Я обхожусь с ней еще любезней, чем раньше. И еще я ее слегка остерегаюсь. Мало ли – вдруг, узнав правду, она окончательно съедет с катушек и кинется на меня с ножом для мяса?
Она хочет поговорить. Она хочет как-нибудь со мной встретиться. Она все еще говорит «мы с Иосифом». Вид у нее потерянный.

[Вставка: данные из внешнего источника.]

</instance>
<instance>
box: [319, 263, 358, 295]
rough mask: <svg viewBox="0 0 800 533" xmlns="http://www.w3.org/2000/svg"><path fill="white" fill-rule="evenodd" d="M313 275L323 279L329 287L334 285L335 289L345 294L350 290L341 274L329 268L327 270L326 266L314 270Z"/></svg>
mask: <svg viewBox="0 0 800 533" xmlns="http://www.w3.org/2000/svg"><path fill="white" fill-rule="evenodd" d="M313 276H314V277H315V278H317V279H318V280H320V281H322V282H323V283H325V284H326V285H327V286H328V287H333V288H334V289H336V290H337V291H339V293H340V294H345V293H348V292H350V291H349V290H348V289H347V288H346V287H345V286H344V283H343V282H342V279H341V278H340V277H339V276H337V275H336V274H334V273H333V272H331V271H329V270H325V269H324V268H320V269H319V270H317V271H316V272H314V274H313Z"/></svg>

Иосиф обсуждает со мной Сюзи, как трудного ребенка. «Она хочет, чтобы мы поженились». Он имеет в виду, что она предъявляет неразумные требования, но все равно он глубоко страдает, даже отказывая ей в этом, как в покупке слишком дорогой игрушки. Я не хочу, чтобы меня сочли такой же: неразумной, назойливой. Я не хочу замуж за Иосифа или за кого-либо еще. Я пришла к выводу, что брак – глубоко нечестная затея, невыгодная сделка, а не свободный дар. К тому же одна мысль о браке заставит Иосифа уменьшиться, потускнеть; не такова его роль в мироустройстве. Ему предначертано быть любовником – со всей этой секретностью, почти пустой квартирой, горестными воспоминаниями и дурными снами. И вообще, я отринула всякую возможность брака. Я вижу его в своем прошлом: невинный, увитый ленточками, словно детская кукла; безнадежно утраченный. Вместо брака я посвящу всю себя живописи. Я буду красить волосы, ходить в нелепой одежде и тяжелых, экзотических серебряных украшениях. Я буду много путешествовать. Возможно, я буду пить.
(Конечно, надо мной витает пугающий призрак беременности. Противозачаточные колпачки продают только замужним женщинам, а резинки – только из-под прилавка и только мужчинам. Мне известны истории девочек, которые слишком много позволяли на заднем сиденье автомобиля, попались, и им пришлось бросить школу, или с ними произошли странные, так и не объясненные несчастные случаи. Для этого есть шутливые выражения: «с начинкой», например. Но подобные разговоры достойны женского туалета и ничего общего не имеют с Иосифом и его бывалой сиреневой спальней. Они также не имеют ничего общего со мной, плотно окутанной чарами в минорном ключе. Но все равно я ставлю точки в карманном календарике – на всякий случай.)
В свои выходные, если у меня не назначено свидание с Иосифом, я пытаюсь заниматься живописью. Иногда я рисую цветными карандашами. Рисую я мебель, стоящую у нас в квартире: пухлый диван из магазина Армии Спасения, заваленный одеждой, лампу с цоколем в форме луковицы, одолженную соседкиной матерью, кухонную табуретку. Но чаще у меня нет сил на это, и я только лежу в ванне и читаю детективы.